While Jennifer had generously, and a little too enthusiastically, offered to track down Nick and explain to him about giving up his parental rights, Grace decided it was a task that she needed to do herself. Every time she saw him at school, her heart jumped into her throat, even as Nick quickly turned away, not even acknowledging her presence, as difficult as she was to miss as the bean grew into a melon. After several attempts to catch him in the hallway at school, in which he fled like a pickpocket through a crowd in Times Square, Grace decided to catch him when he wasn’t expecting it. One morning she stationed herself behind a tree, a hunter tracking her prey, and waited until he pulled into the parking lot, still driving the scene of the crime. After he shut off the engine — less danger of him driving away or running her over — she dashed, more like plodded, over to the car. His deer-in-the-headlights look told her that she’d succeeded in surprising him.
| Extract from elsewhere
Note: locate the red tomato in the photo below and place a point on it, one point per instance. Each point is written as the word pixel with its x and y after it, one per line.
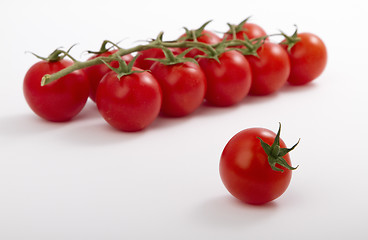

Looking around to make sure no one was watching, he rolled down the window and said, “What do you want now?”
There was no point in pretending anymore: she was way past the point of no return. This baby was already a baby. But then his brain caught up with his emotions, and he realized that now, more than ever, he needed to keep his cool. As promised, Grace hadn’t revealed his role in her problem, and except for Jennifer, who even though she had a big mouth had proved she knew how to keep a secret, nobody knew he was the father. He had no idea why Grace had chosen to take the high road. Even he could see that he was being a total dick, from start to finish, if you were looking at it solely from her point of view.